Birçok eksikle yeni cezaevine gidilmesine tepki gösteriyor mahkûm ve tutuklu yakınları, “Oradakiler de insandır, unutmayın” diyor.
“Mademki bu kadar eksik vardı yeni cezaevinde, neden bu eksiklikler giderilmeden taşınıldı, neden eksiklerin giderilmesi için ilgili çalışmalar yapılmadı? Neden bu kadar insan bu şartlarda oraya gönderildi?” diye soruyor aileler…
Aileler, cezaevindeki hükümlü ve hükümsüzlerin geçen hafta yeni cezaevine taşınması sonrası, telefon bağlantıları tam yapılmadığı için yakınlarından sağlıklı haber alamamaktan şikayetçi.
Cezaevinde sistem de değişiyormuş, artık her gün dışarıyı arayamayacakmış hükümlü ve hükümsüzler. Artık haftada bir kez arama yapılabilecekmiş ama 10 gündür hiçbir arama yapılamamış.
Yeni cezaevinde oturmak için bile yeterli sandalye bulunmadığını, bazı mahkûm ve tutukluların yemeklerini yerde oturarak yediğini iddia ediyor aileler.

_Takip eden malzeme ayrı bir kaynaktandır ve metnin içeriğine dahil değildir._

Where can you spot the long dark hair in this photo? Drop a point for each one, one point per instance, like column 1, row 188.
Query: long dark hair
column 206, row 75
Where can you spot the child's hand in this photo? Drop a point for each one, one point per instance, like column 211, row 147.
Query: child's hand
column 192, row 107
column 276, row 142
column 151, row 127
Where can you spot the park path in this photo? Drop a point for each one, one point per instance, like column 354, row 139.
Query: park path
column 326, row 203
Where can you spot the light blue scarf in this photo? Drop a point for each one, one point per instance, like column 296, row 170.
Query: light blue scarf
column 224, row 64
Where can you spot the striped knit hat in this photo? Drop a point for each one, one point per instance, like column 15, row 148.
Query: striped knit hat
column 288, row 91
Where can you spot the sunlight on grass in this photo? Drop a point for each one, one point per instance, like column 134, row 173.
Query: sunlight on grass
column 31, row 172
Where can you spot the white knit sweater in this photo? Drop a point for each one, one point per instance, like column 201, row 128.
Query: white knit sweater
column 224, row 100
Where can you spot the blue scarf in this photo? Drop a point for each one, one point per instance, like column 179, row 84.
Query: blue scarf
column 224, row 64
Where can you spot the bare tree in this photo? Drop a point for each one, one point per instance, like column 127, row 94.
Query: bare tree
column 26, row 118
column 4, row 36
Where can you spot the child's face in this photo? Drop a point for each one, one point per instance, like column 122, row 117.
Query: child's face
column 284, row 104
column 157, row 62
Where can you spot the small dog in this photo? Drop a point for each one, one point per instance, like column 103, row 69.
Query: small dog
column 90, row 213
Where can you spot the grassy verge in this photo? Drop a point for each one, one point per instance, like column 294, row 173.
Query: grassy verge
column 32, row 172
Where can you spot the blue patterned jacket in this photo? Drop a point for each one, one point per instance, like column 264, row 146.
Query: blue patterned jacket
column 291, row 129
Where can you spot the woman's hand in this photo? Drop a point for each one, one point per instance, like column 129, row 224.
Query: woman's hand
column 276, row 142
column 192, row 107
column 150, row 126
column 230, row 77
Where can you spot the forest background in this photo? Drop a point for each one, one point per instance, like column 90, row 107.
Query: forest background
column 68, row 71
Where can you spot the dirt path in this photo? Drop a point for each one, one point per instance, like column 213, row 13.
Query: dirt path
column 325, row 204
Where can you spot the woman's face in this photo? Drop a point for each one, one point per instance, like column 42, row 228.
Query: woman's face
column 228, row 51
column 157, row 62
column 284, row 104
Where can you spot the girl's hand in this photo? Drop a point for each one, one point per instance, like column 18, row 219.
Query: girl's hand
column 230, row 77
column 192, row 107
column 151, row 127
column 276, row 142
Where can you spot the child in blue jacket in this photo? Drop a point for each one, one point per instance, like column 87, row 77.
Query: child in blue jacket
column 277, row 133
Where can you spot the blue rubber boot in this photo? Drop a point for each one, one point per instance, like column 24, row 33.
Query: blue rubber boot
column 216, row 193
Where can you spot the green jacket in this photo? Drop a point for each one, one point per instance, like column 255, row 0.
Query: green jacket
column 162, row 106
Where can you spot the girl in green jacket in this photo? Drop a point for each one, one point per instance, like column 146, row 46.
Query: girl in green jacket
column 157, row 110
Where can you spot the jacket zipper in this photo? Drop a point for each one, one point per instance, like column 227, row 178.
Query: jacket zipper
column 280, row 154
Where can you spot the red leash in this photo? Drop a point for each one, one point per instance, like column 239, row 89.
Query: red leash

Mahkûm ve tutukluların kişisel tüm eşyalarına el konulmuş, öncesinde onlara aksi söylenmiş, kişisel eşyalarını yanlarına alabilecekleri sözü verilmiş ama öyle olmamış.
Yalnızca kısıtlı sayıda kıyafet almalarına izin verilmiş. Belli bir kıyafet kotası belirlenmiş ve artık dışardan temiz kıyafet verilmesine dahi izin verilmiyormuş.
Mahkûm ve tutuklular bundan sonra, eldeki mevcut kıyafetlerini kendileri yıkayıp kullanacaklarmış.
Okuyacak kitapları yokmuş, çünkü kütüphane henüz hazır değilmiş. Dışardan dergi ve gazete dahi verilmiyormuş içeriye.
Mahkûm ve tutuklular spor yapamıyormuş, çünkü salonları henüz hazır değilmiş.
Yeni cezaevinin koğuşları 10 kişilik olduğu halde 45 koğuş, 14 kişilik yapılmış. Yeni cezaevi, daha taşınma anında eski cezaevinin kaderini paylaşır oldu yani.
Kapasite meselesi; anlaşılan yeni cezaevinin kapasitesi de yetmeyecek ülkemize…
Yeni cezaevine taşınıldı ama belli oluyor ki yeni cezaevi tam kapasite değil, kısıtlı hizmete açıldı.
Mesela çocuk suçluların yer alacağı bölüm de henüz hizmette değil.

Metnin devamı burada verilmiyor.